"No, indeed!" responded Reedy, roundly. "No one can estimate the influence of a good woman on a man's life."

"I'm so glad"—the shivery thrill got to her throat—"if I've really helped you—Reedy." It was the first time she had used his given name, although he had often urged it.

"You know," he continued, "in spite of the great opportunities for wealth here, I do not believe that I could have endured this valley if it had not been for you. You can't imagine what it means to a man, after the disagreeable hurly-burly of the day's business, to know there is a pure, sweet, womanly woman waiting for him on the porch."
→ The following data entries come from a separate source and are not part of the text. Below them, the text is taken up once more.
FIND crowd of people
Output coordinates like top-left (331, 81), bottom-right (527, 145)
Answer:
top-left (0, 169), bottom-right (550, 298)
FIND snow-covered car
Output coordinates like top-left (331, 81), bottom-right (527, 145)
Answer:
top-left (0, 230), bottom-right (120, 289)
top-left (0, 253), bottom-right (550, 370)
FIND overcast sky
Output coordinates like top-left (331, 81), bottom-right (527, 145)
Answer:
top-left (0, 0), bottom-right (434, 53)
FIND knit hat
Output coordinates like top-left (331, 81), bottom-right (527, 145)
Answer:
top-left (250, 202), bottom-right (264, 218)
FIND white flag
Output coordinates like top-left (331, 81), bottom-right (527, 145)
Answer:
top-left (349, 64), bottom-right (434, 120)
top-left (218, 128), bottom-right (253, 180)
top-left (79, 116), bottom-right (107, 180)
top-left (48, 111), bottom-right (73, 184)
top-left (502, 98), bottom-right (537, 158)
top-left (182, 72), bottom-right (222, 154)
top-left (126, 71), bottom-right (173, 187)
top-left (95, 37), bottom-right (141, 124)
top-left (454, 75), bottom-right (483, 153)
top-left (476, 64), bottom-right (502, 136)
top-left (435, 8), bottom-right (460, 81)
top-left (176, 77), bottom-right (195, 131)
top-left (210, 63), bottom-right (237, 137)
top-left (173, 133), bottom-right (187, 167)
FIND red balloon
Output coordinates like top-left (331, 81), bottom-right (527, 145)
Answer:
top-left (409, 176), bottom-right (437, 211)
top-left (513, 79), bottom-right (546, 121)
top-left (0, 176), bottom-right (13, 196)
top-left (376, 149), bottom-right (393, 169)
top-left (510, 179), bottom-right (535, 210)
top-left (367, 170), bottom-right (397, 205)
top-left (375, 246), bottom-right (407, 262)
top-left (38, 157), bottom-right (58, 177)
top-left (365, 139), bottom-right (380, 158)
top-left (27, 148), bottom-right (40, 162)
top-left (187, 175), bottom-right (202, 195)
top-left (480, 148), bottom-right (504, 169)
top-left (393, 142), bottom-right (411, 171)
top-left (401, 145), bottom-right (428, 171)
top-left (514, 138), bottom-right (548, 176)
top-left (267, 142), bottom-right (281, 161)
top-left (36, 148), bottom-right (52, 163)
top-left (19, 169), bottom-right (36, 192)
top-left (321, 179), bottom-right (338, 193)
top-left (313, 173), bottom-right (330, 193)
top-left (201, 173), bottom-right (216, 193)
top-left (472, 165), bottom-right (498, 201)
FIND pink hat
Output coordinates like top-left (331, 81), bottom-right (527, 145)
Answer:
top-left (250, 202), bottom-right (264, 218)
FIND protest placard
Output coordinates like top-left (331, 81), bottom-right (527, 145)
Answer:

Mrs. Barnett gulped, filled with emotion. "I do believe," she almost gushed, "men like the shy, womanly woman who keeps her place best after all."

"They certainly do!"

"I don't see," mused Mrs. Barnett, "how a man really could care for a woman who becomes so—so—well, rough and sunburned, and coarsened by sordid work—like that Chandler woman, for instance. I mean, I don't see how any good man could care for that sort."

"Nor I," said Reedy, emphatically. He steered with one hand, and got both of her hands in the other.

"This year is going to be a great one for me. Cotton is already over ten cents. I'll need only $25,000 more, and then I can clean up a fortune for all of us."

Mrs. Barnett, still thrilling to that hand pressure, moved a little uneasily.

"Uncle Jim has been right hard to manage for the last two times. He was real ugly about that last $40,000. I had to remind him how much my poor mother did for him and how little he had done for us before he would listen to me."